The silver moon hung like a grayish smudge in the glassy surface of the water, as still and pristine as if I were seeing it in a mirror. A smaller, crimson blob shimmered faintly beside it, the red moon barely visible in the fathomless lake. The brown moon, though – I glanced up at the sky, and there it hung, a faint smear of umber barely visible through the fog. The lake didn’t reflect its image at all, though, as if it sucked in the light from it without letting any escape.

Renica tapped my shoulder, grabbing my attention, and gestured for me to follow her. She led me along the shoreline, our steps noiseless in the strange quiet surrounding the lake. Finally, she stopped and tapped a tree near the water. I glanced at it, then looked more closely. I barely made out a rough circle cut into the bark just below shoulder height. Renica pointed to the water, walked out, and stepped onto the surface – which rippled slightly as it held her weight, her boots barely sinking into the water. She beckoned me, then took two steps out, apparently walking on the water. Vikarik followed behind her, the canine’s paws sinking no deeper than the hunter’s boots had.

I stepped cautiously into the lake, and to my surprise, my boot struck a solid surface just beneath the water. I bent down, probing with my fingers. The water stabbed my skin with needles of liquid ice, but before my fingertips numbed, they felt a slightly rough, unyielding surface that I was certain was stone. Somehow, a stone walkway ran beneath the surface of the water, here, invisible in the fog and moonlight.
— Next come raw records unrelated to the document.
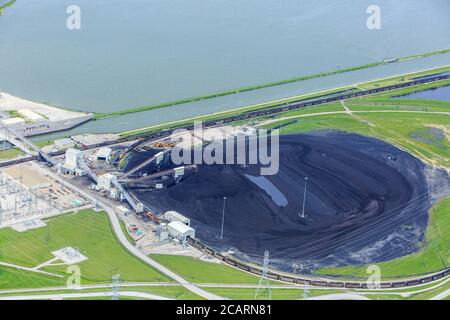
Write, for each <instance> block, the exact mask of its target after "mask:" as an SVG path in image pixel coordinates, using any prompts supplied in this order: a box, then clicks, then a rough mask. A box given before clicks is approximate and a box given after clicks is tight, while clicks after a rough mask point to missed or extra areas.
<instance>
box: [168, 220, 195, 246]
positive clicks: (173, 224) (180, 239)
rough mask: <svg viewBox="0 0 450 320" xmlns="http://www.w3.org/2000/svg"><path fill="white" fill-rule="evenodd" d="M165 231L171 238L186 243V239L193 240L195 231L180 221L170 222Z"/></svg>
mask: <svg viewBox="0 0 450 320" xmlns="http://www.w3.org/2000/svg"><path fill="white" fill-rule="evenodd" d="M167 230H168V231H169V235H170V236H171V237H172V238H174V239H177V240H179V241H182V242H184V241H186V239H187V238H188V237H189V238H191V239H195V229H193V228H191V227H189V226H187V225H185V224H184V223H183V222H181V221H172V222H171V223H169V224H168V225H167Z"/></svg>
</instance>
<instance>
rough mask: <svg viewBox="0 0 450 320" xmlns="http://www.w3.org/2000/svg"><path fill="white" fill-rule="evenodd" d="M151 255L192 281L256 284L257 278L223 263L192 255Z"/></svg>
mask: <svg viewBox="0 0 450 320" xmlns="http://www.w3.org/2000/svg"><path fill="white" fill-rule="evenodd" d="M151 257H152V258H153V259H155V260H156V261H158V262H159V263H161V264H163V265H165V266H166V267H168V268H169V269H171V270H172V271H174V272H176V273H178V274H179V275H181V276H183V277H185V279H186V280H188V281H190V282H193V283H238V284H257V283H258V281H259V278H258V277H256V276H253V275H251V274H248V273H245V272H243V271H239V270H237V269H234V268H232V267H229V266H227V265H225V264H219V263H214V262H205V261H201V260H198V259H195V258H192V257H186V256H174V255H165V254H152V255H151Z"/></svg>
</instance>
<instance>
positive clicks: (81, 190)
mask: <svg viewBox="0 0 450 320" xmlns="http://www.w3.org/2000/svg"><path fill="white" fill-rule="evenodd" d="M47 173H48V174H49V176H51V177H52V178H53V179H55V180H56V181H58V182H60V183H61V184H62V185H64V186H65V187H67V188H69V189H71V190H75V191H76V192H79V193H80V194H81V195H83V196H84V197H86V198H87V199H89V200H90V201H91V202H92V203H98V205H99V206H101V207H102V208H103V210H104V211H105V212H106V213H107V214H108V218H109V221H110V223H111V227H112V230H113V232H114V234H115V235H116V238H117V239H118V241H119V242H120V243H121V244H122V246H123V247H124V248H125V249H126V250H127V251H128V252H129V253H131V254H132V255H133V256H135V257H137V258H138V259H139V260H141V261H143V262H144V263H146V264H147V265H149V266H151V267H153V268H154V269H156V270H158V271H159V272H161V273H162V274H164V275H166V276H168V277H169V278H171V279H173V280H175V281H176V282H178V283H179V284H180V285H182V286H183V287H185V288H186V289H188V290H189V291H191V292H193V293H195V294H197V295H199V296H201V297H202V298H205V299H208V300H223V298H222V297H219V296H217V295H215V294H213V293H210V292H207V291H205V290H203V289H200V288H198V287H197V286H195V285H193V284H192V283H190V282H188V281H187V280H185V279H184V278H182V277H181V276H179V275H178V274H176V273H175V272H173V271H171V270H169V269H168V268H166V267H165V266H163V265H162V264H160V263H158V262H156V261H155V260H153V259H151V258H150V257H148V256H146V255H145V254H143V253H142V252H140V251H139V249H137V248H136V247H134V246H133V245H132V244H131V243H130V242H129V241H128V239H127V237H126V236H125V234H124V233H123V231H122V228H121V227H120V222H119V218H118V217H117V215H116V212H115V210H114V209H113V208H111V207H110V206H108V205H107V204H105V203H104V202H103V201H100V200H99V199H97V198H96V197H94V196H93V195H91V194H90V193H89V192H86V191H84V190H82V189H79V188H77V187H75V186H74V185H72V184H71V183H69V182H68V181H67V180H65V179H62V178H61V177H60V176H58V175H57V174H55V173H53V172H52V171H51V170H47Z"/></svg>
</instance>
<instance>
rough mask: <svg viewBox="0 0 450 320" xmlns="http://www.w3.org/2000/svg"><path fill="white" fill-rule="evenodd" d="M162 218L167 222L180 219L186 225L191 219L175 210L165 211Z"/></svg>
mask: <svg viewBox="0 0 450 320" xmlns="http://www.w3.org/2000/svg"><path fill="white" fill-rule="evenodd" d="M163 218H164V219H165V220H167V221H169V222H173V221H180V222H182V223H183V224H185V225H187V226H190V225H191V219H189V218H188V217H186V216H183V215H182V214H181V213H179V212H177V211H167V212H166V213H164V215H163Z"/></svg>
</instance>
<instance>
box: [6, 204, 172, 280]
mask: <svg viewBox="0 0 450 320" xmlns="http://www.w3.org/2000/svg"><path fill="white" fill-rule="evenodd" d="M66 246H71V247H74V248H78V249H79V250H80V252H81V253H82V254H83V255H85V256H86V257H88V260H87V261H84V262H81V263H80V264H79V267H80V268H81V284H82V285H83V284H92V283H109V282H110V279H111V275H113V274H116V273H119V274H120V275H121V281H146V282H153V281H158V282H161V281H162V282H166V281H171V280H170V279H168V278H167V277H165V276H163V275H161V274H160V273H159V272H157V271H156V270H154V269H152V268H150V267H149V266H147V265H145V264H144V263H143V262H141V261H139V260H137V259H136V258H134V257H133V256H131V255H130V254H129V253H128V252H126V251H125V249H123V248H122V247H121V245H120V244H119V243H118V242H117V241H116V239H115V237H114V235H113V233H112V230H111V227H110V224H109V221H108V218H107V216H106V214H105V213H103V212H101V213H99V212H95V211H92V210H83V211H80V212H79V213H73V214H66V215H64V216H59V217H55V218H52V219H50V220H48V221H47V227H43V228H40V229H35V230H29V231H27V232H23V233H19V232H16V231H14V230H12V229H9V228H6V229H0V261H1V262H7V263H11V264H15V265H19V266H25V267H35V266H37V265H39V264H41V263H44V262H46V261H48V260H50V259H52V258H53V255H52V254H51V252H52V251H55V250H58V249H61V248H63V247H66ZM66 268H67V266H66V265H55V266H46V267H44V268H42V269H41V270H43V271H48V272H52V273H55V274H59V275H63V276H64V277H63V278H58V277H53V276H47V275H42V274H39V273H33V272H29V271H23V270H18V269H13V268H9V267H3V266H0V289H7V288H21V287H46V286H55V285H64V284H65V281H66V277H67V276H68V274H67V273H66Z"/></svg>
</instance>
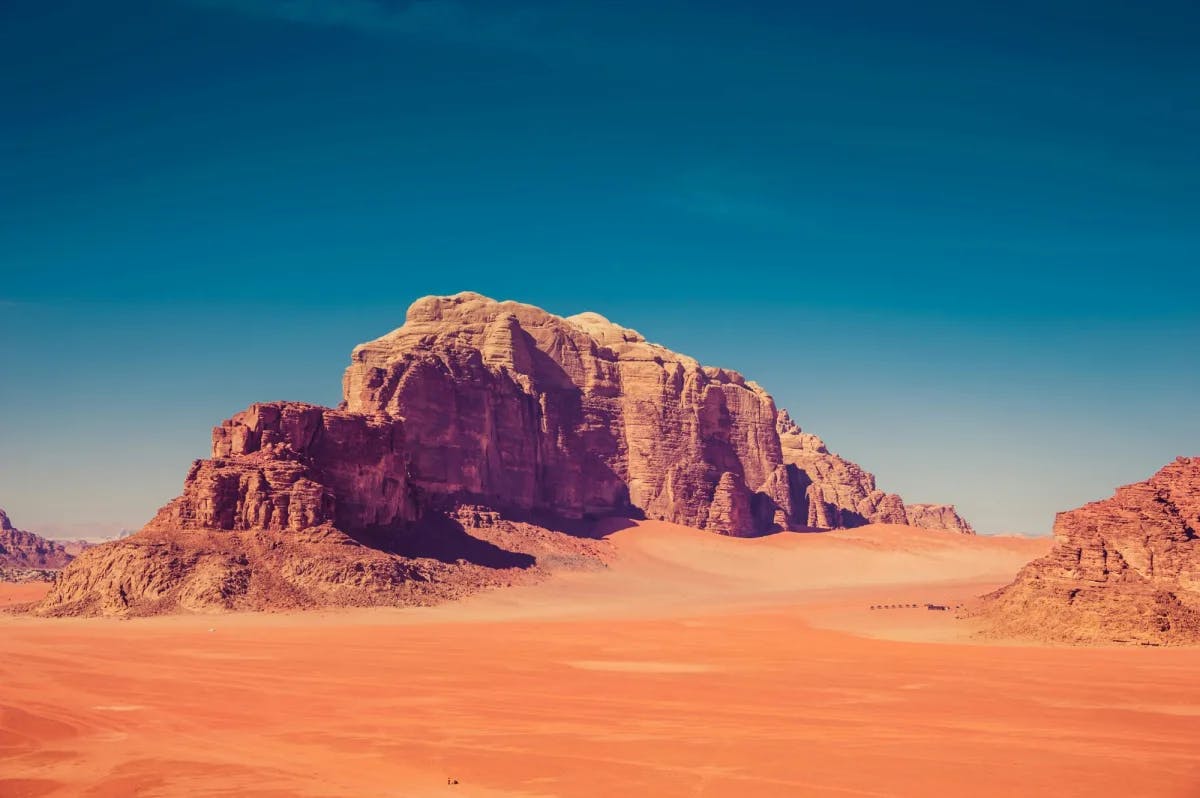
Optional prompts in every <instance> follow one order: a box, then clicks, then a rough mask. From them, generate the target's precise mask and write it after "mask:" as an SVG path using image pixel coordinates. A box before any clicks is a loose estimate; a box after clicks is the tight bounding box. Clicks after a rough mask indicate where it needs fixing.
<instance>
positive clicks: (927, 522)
mask: <svg viewBox="0 0 1200 798" xmlns="http://www.w3.org/2000/svg"><path fill="white" fill-rule="evenodd" d="M904 509H905V517H906V518H907V523H908V526H910V527H919V528H922V529H950V530H952V532H961V533H962V534H965V535H973V534H974V528H973V527H972V526H971V524H970V523H968V522H967V520H966V518H964V517H962V516H960V515H959V511H958V510H955V509H954V505H953V504H906V505H904Z"/></svg>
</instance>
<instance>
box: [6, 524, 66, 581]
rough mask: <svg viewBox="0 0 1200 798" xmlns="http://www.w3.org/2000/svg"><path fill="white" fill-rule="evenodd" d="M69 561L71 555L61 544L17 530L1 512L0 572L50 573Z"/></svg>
mask: <svg viewBox="0 0 1200 798" xmlns="http://www.w3.org/2000/svg"><path fill="white" fill-rule="evenodd" d="M71 559H72V556H71V553H70V552H67V550H66V547H64V546H62V544H59V542H56V541H53V540H47V539H46V538H42V536H41V535H36V534H34V533H32V532H25V530H24V529H17V528H16V527H13V526H12V522H11V521H10V520H8V516H7V515H6V514H5V511H4V510H0V569H5V571H4V572H5V574H10V575H11V574H20V572H23V571H34V570H36V571H50V570H54V569H59V568H62V566H65V565H66V564H67V563H70V562H71ZM11 578H12V580H13V581H16V580H17V577H11ZM22 581H24V580H22Z"/></svg>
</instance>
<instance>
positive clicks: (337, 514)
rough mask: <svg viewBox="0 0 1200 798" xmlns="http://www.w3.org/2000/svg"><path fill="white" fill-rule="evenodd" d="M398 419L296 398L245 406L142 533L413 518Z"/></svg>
mask: <svg viewBox="0 0 1200 798" xmlns="http://www.w3.org/2000/svg"><path fill="white" fill-rule="evenodd" d="M416 517H418V509H416V503H415V499H414V497H413V494H412V492H410V491H409V485H408V454H407V451H406V448H404V431H403V427H402V425H401V424H400V422H398V421H395V420H391V419H385V418H374V416H367V415H360V414H354V413H342V412H338V410H331V409H329V408H323V407H318V406H314V404H302V403H299V402H271V403H265V404H252V406H251V407H250V409H247V410H245V412H242V413H239V414H238V415H235V416H233V418H232V419H229V420H227V421H226V422H224V424H222V425H221V426H218V427H216V428H214V431H212V458H211V460H198V461H196V462H194V463H192V468H191V470H190V472H188V474H187V478H186V479H185V480H184V493H182V494H181V496H180V497H179V498H176V499H175V500H173V502H172V503H170V504H168V505H167V506H164V508H163V509H162V510H160V511H158V515H156V516H155V517H154V520H152V521H151V522H150V523H149V524H148V528H150V529H160V530H172V529H235V530H250V529H262V530H274V532H283V530H290V532H299V530H301V529H307V528H310V527H319V526H322V524H331V526H334V527H337V528H341V529H371V528H377V527H396V526H402V524H403V523H406V522H410V521H415V520H416Z"/></svg>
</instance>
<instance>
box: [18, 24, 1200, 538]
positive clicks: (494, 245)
mask: <svg viewBox="0 0 1200 798" xmlns="http://www.w3.org/2000/svg"><path fill="white" fill-rule="evenodd" d="M641 5H642V4H628V5H625V4H619V5H618V4H607V2H604V4H601V2H594V4H589V2H580V4H542V2H526V4H520V5H509V4H502V2H488V4H473V2H452V1H450V0H430V1H426V2H415V4H406V2H385V1H374V0H347V1H346V2H334V1H331V0H292V1H288V0H190V1H179V2H163V1H155V2H149V1H145V2H133V1H127V0H113V1H110V2H90V1H89V2H71V1H66V2H61V4H44V2H37V1H30V0H8V1H7V2H5V4H2V5H0V97H2V100H4V103H2V104H0V271H2V275H0V276H2V281H0V370H2V371H0V373H2V380H0V418H2V419H4V421H0V506H5V508H6V509H8V510H10V512H11V515H12V516H13V518H14V521H17V523H18V526H25V527H30V528H35V527H42V528H46V529H52V530H53V529H59V528H61V529H67V528H71V529H82V530H89V529H101V528H109V527H119V526H127V527H136V526H139V524H140V523H143V522H144V521H145V520H146V518H148V517H149V516H150V515H151V514H152V512H154V510H155V509H156V508H157V506H158V505H160V504H161V503H163V502H164V500H167V499H168V498H170V497H172V496H173V494H175V493H176V492H178V490H179V485H180V482H181V480H182V476H184V473H185V470H186V466H187V463H188V461H191V460H192V458H193V457H198V456H203V455H204V454H205V451H206V446H208V428H209V427H210V426H211V425H214V424H216V422H218V421H220V420H221V419H222V418H226V416H228V415H230V414H233V413H234V412H236V410H239V409H241V408H242V407H245V406H246V404H248V403H250V402H252V401H259V400H274V398H295V400H308V401H317V402H323V403H336V401H337V398H338V395H340V383H338V380H340V373H341V370H342V367H343V366H344V365H346V362H347V359H348V353H349V349H350V348H352V347H353V344H354V343H356V342H360V341H364V340H368V338H372V337H376V336H378V335H380V334H383V332H385V331H388V330H389V329H391V328H394V326H397V325H398V324H401V323H402V320H403V311H404V308H406V306H407V305H408V304H409V302H410V301H412V300H413V299H415V298H418V296H421V295H425V294H431V293H454V292H457V290H463V289H472V290H479V292H481V293H485V294H488V295H493V296H497V298H511V299H520V300H523V301H528V302H533V304H536V305H541V306H544V307H546V308H547V310H551V311H553V312H559V313H574V312H578V311H582V310H595V311H598V312H601V313H604V314H605V316H608V317H610V318H612V319H613V320H617V322H620V323H623V324H625V325H629V326H634V328H636V329H638V330H641V331H642V332H643V334H646V335H647V336H648V337H650V338H652V340H655V341H659V342H661V343H664V344H666V346H668V347H671V348H674V349H678V350H680V352H686V353H689V354H692V355H695V356H697V358H700V359H701V360H703V361H706V362H710V364H715V365H722V366H730V367H733V368H738V370H739V371H742V372H743V373H745V374H746V376H748V377H750V378H752V379H756V380H758V382H760V383H762V384H763V385H764V386H766V388H767V389H768V390H770V391H772V392H773V394H774V396H775V398H776V401H778V402H779V404H780V406H782V407H787V408H788V409H791V410H792V414H793V416H796V418H797V420H798V421H799V422H800V424H802V425H803V426H805V427H808V428H810V430H812V431H815V432H817V433H818V434H822V436H823V437H824V438H826V439H827V442H828V443H829V445H830V446H832V448H833V449H834V450H836V451H839V452H841V454H844V455H846V456H848V457H851V458H852V460H856V461H857V462H859V463H862V464H863V466H864V467H866V468H869V469H870V470H874V472H875V473H876V474H877V475H878V478H880V481H881V485H882V486H883V487H884V488H887V490H896V491H900V492H901V493H902V494H904V496H905V497H906V498H907V499H908V500H947V502H955V503H958V504H959V505H960V509H961V510H962V511H964V512H965V514H966V515H967V516H968V517H970V518H972V520H973V521H974V522H976V523H977V526H979V527H980V528H982V529H983V530H985V532H1001V530H1022V532H1046V530H1049V527H1050V523H1051V521H1052V515H1054V512H1055V511H1056V510H1062V509H1068V508H1070V506H1074V505H1078V504H1080V503H1082V502H1085V500H1091V499H1096V498H1100V497H1103V496H1105V494H1108V493H1109V492H1110V491H1111V488H1112V487H1114V486H1115V485H1117V484H1120V482H1128V481H1133V480H1138V479H1142V478H1145V476H1146V475H1148V474H1150V473H1151V472H1153V470H1154V469H1156V468H1157V467H1158V466H1160V464H1163V463H1164V462H1166V461H1168V460H1170V458H1171V457H1174V456H1175V455H1178V454H1200V414H1198V413H1196V409H1198V402H1196V396H1198V395H1200V358H1198V354H1196V353H1198V344H1200V306H1198V302H1200V257H1198V256H1200V155H1198V152H1200V149H1198V146H1196V142H1198V140H1200V48H1198V47H1196V46H1195V43H1196V41H1200V10H1198V8H1196V7H1195V6H1194V4H1145V5H1141V6H1136V7H1135V6H1133V5H1132V4H1104V2H1088V4H1082V2H1081V4H1032V2H1031V4H1022V2H1016V4H1013V2H1006V4H995V5H980V4H950V2H946V4H907V5H904V4H892V2H872V4H823V6H824V7H810V8H805V7H800V4H790V2H746V4H727V2H715V1H714V2H686V4H685V2H670V1H668V2H658V4H644V5H648V6H653V7H652V8H644V7H641Z"/></svg>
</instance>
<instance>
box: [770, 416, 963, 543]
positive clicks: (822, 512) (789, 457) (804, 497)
mask: <svg viewBox="0 0 1200 798" xmlns="http://www.w3.org/2000/svg"><path fill="white" fill-rule="evenodd" d="M776 430H778V432H779V439H780V445H781V448H782V455H784V461H785V462H786V463H787V464H788V467H790V472H791V473H790V480H791V482H792V516H793V518H794V520H796V521H798V522H799V523H800V524H802V526H805V527H809V528H814V529H836V528H848V527H860V526H863V524H868V523H901V524H908V526H913V527H922V528H925V529H950V530H953V532H960V533H962V534H967V535H973V534H974V529H973V528H972V527H971V524H970V523H967V521H966V520H965V518H962V516H960V515H959V514H958V511H955V509H954V506H953V505H950V504H905V503H904V500H902V499H901V498H900V497H899V496H896V494H895V493H884V492H883V491H881V490H878V488H877V487H876V486H875V475H874V474H870V473H868V472H865V470H863V469H862V468H860V467H858V466H856V464H854V463H852V462H850V461H848V460H846V458H844V457H840V456H838V455H835V454H833V452H830V451H829V449H828V448H826V445H824V442H823V440H821V438H818V437H816V436H815V434H811V433H808V432H804V431H803V430H800V428H799V427H798V426H797V425H796V422H793V421H792V419H791V418H790V416H788V415H787V410H780V413H779V419H778V422H776Z"/></svg>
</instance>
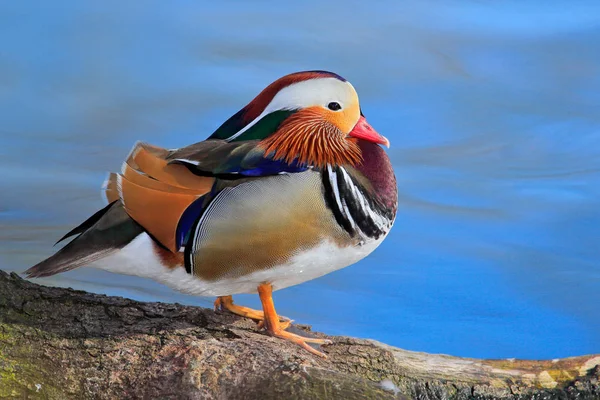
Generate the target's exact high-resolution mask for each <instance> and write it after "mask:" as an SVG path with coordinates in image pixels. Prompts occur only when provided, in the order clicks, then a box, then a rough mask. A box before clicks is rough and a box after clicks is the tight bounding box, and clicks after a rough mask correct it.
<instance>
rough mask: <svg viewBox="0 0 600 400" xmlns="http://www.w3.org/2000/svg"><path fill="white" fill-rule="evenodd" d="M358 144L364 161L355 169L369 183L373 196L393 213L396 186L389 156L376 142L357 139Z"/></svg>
mask: <svg viewBox="0 0 600 400" xmlns="http://www.w3.org/2000/svg"><path fill="white" fill-rule="evenodd" d="M358 145H359V147H360V149H361V151H362V158H363V160H364V161H363V162H362V163H361V164H360V165H358V166H357V167H356V169H357V170H358V171H359V172H360V173H361V174H362V175H363V176H364V177H365V178H366V179H367V180H368V181H369V183H370V184H371V187H372V189H373V192H372V194H371V195H372V196H373V198H374V199H376V200H377V201H378V202H379V203H380V204H381V205H383V206H384V207H386V208H388V209H390V210H391V211H393V212H394V214H395V213H396V208H397V204H398V187H397V186H396V175H394V169H393V168H392V163H391V162H390V159H389V157H388V156H387V154H386V153H385V151H384V150H383V149H382V148H381V146H379V145H377V144H374V143H370V142H366V141H364V140H359V142H358Z"/></svg>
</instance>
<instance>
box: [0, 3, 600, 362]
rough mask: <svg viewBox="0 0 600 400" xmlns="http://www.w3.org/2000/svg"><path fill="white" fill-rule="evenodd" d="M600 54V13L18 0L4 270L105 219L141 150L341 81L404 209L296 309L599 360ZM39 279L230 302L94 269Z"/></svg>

I moved cautiously on the slippery rocks, but the path ran straight and level as a sidewalk. We walked for fifteen minutes, the shore vanishing behind us into the fog, before another shoreline appeared, this one black gravel that gleamed dully in the moonlight. The fog and the brown haze both thickened as we approached, and the silver moon above seemed to fade and grow wan the nearer we came to the shore.

I finally stepped onto the gravel, my boots crunching faintly as I left the water. Renica spun swiftly toward me, pressing a finger to her lips, but apparently, her warning came too late.

A roar split the night, rippling visibly through the fog and slamming forcefully into all three of us. The sound burrowed into my brain, filling it with panic, trying to freeze my muscles and drain my strength. Renica dropped, boneless to the gravel, and Vikarik staggered, its legs trembling visibly. I pushed against the numbing feeling creeping along my spine, trying to drive it out, but before I could, a huge shape burst through the fog and slammed into me, bearing me to the ground. My head slammed into the hidden stone walkway with a loud crack and a flash of light blinded me. Darkness washed over me, and I fell into blackness that looked exactly like the mocking, icy waters.